Theodore Roosevelt made it clear early in 1912 that he wanted the Republican nomination for president. By now the former friends were bitter enemies, and Taft was determined that Roosevelt should not succeed. With his control over the party machinery, Taft prevented the seating of many Roosevelt delegates at the 1912 national convention and kept the official Republican nomination for himself. However, his hopes for reelection were limited, for as he himself put it, his administration was uninteresting and failed to attract anybody's attention or enthusiasm. Roosevelt agreed and led his supporters out of the Republican Party to a new party, the Progressive, or Bull Moose, Party (see Progressive Party: The Bull Moose Party).
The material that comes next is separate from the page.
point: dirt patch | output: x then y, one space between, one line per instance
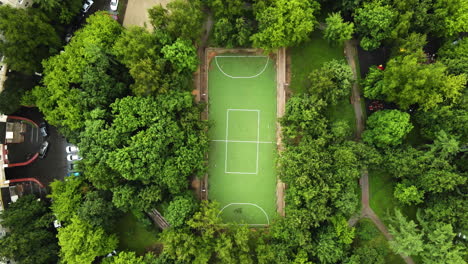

As a result of the Republican-Progressive split, the Democratic candidate, Woodrow Wilson, easily won the election. Although the popular vote for Wilson was less than the combined popular vote obtained by Roosevelt and Taft, he received 435 electoral votes against Roosevelt's 88 and Taft's 8. Even Arizona and New Mexico, which had become states during Taft's administration, supported the Democrats.




V LATER LIFE





A Law Professor





Once out of the White House, Taft went to his alma mater, which had become Yale University in 1887, to teach constitutional law. During his eight years at Yale he lectured throughout the United States and published a number of books. In time he and Roosevelt became friends again, and they worked together for the Republican ticket in the 1916 election. During World War I, in 1918, President Wilson appointed Taft cochairman of the National War Labor Board, created to mediate labor disputes during the war. After the war, Taft used his influence to support the League of Nations, an association of the world's nations that was the first international peacekeeping organization. In 1920 Warren G. Harding, a Republican from Ohio, was elected president, and in 1921, Taft secured his dream, appointment as chief justice of the United States Supreme Court.




B Chief Justice





Taft's service as chief justice of the Supreme Court contrasted sharply to his years as president. Cautious in his use of power in the White House, he greatly stretched the powers of the chief justice to press for judicial reform. At that time the court was swamped by a mass of litigation, much of it unimportant. Pushed by his lobbying, Congress passed the Judiciary Act of 1925, which gave the Supreme Court more power over which cases it would hear. Taft also started a conference for circuit court judges and used his influence to get the Supreme Court its own building. His reform of judicial administration greatly increased the efficiency of the courts.




Judicial efficiency was of the utmost importance to Taft, for he believed that effective and just courts could help stop social unrest and prevent radical social change. Above all, he saw the Supreme Court as the guardian of the Constitution and of property rights. As he grew older, his position grew increasingly conservative. He was considered the leader of the conservative faction of the court, as opposed to the more liberal justices, Oliver Wendell Holmes, Jr., Louis Dembitz Brandeis, and Harlan F. Stone. It was during these later years that the phrase “Holmes, Brandeis, and Stone dissenting” became commonplace. Much as these dissents annoyed Taft, the years that he spent as chief justice were extremely happy ones for him.




At age 72, gravely ill, Taft retired from the court and from a lifetime of public service. He died at his home in Washington, D.C., on March 8, 1930. Taft was buried in Arlington National Cemetery in northeastern Virginia, the first president to be buried there.







William Howard Taft




William Howard Taft was the first person to serve as both the president of the United States (1909-1913) and chief justice of the Supreme Court (1921-1930). Taft, who admitted that he never really wanted to be president, considered his appointment to the nation's highest court his greatest achievement.